In the first part of the talk Krishnendu very clearly introduced quantitative games, in particular mean-payoff games (objectives about long-run averages), as well as lim-inf and lim-sup objectives. Mean pay-off games are two-player games in which the edges carry some (possibly negative) integer weight. The game is played by two players, player 1 and player 2, and the objective for player 1 is to make sure that the long run average of these weights exceeds a certain threshold. He explained the consequences of the choice for memoryless and finite- and infinite-memory strategies in this setting: mean-payoff games are memoryless determined, so having finite or infinite memory does not change the expressive power. Deciding whether player 1 has a winning strategy is in NP and co-NP.

The second part of the tutorial focused on generalising the ideas in mean-payoff games to the multidimensional setting. This means that instead of satisfying a single mean-payoff objective, multiple objectives have to be satisfied. There are multiple reward functions on the edges, and player 1 wins if all mean-payoff objectives are satisfied. He studies the impact of this w.r.t. different problems. It turns out that:

  • infinite memory strategies are more powerful than finite memory strategies, which in turn are more powerful than memoryless strategies.
  • determining winning in the setting with finite memories is co-NP complete.

In the process, he shows an algorithm that uses a linear programming approach to compute flows in strongly connected components in the game graph (to encode the mean payoff objective), and proofs some properties using the principle of edge induction.
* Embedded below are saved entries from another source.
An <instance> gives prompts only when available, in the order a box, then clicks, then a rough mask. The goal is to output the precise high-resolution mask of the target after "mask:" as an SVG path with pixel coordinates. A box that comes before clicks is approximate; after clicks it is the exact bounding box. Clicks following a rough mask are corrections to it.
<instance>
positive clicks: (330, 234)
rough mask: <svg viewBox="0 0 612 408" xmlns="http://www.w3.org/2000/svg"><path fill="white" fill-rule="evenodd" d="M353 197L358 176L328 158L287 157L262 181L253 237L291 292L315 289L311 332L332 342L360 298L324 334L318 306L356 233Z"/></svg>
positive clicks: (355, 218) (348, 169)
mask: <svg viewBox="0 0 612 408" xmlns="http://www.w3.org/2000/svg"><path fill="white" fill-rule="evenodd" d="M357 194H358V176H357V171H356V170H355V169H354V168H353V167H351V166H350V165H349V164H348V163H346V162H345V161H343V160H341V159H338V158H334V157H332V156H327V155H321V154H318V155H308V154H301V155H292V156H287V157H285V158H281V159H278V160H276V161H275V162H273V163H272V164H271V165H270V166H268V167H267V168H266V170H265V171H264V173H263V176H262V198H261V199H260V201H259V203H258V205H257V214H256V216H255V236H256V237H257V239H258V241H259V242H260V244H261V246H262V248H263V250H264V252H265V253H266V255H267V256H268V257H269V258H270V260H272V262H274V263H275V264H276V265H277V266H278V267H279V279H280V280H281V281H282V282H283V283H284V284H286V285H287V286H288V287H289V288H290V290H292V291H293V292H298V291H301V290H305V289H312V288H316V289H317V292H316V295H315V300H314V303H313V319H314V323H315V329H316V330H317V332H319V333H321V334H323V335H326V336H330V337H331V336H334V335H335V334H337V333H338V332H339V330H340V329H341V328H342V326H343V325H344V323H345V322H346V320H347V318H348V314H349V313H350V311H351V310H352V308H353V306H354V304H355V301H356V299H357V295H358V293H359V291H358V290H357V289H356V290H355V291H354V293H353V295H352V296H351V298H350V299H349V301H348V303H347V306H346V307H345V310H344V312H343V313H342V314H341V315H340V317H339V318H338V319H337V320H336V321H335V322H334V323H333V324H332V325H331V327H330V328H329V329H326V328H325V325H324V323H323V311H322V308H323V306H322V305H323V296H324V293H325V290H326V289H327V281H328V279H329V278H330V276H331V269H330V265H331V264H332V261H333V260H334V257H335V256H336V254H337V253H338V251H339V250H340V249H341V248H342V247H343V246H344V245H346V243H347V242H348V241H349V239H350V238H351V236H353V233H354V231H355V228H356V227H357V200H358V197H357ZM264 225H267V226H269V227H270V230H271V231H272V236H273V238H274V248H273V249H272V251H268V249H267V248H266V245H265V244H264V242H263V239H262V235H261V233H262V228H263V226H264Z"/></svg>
Both approaches are somewhat of a recurring theme, that you should check out! (I will add some reference later)

In the third part of his talk, he generalises the above ideas to Markov Decision Processes; here the algorithmic approach does not use SCCs, but instead work on maximal end components.

Open Problems

During his talk, Krishnendu introduces several open problems. One of which is to determine whether deciding winning in multi-dimensional mean-payoff games with finite memory is polynomial time computable.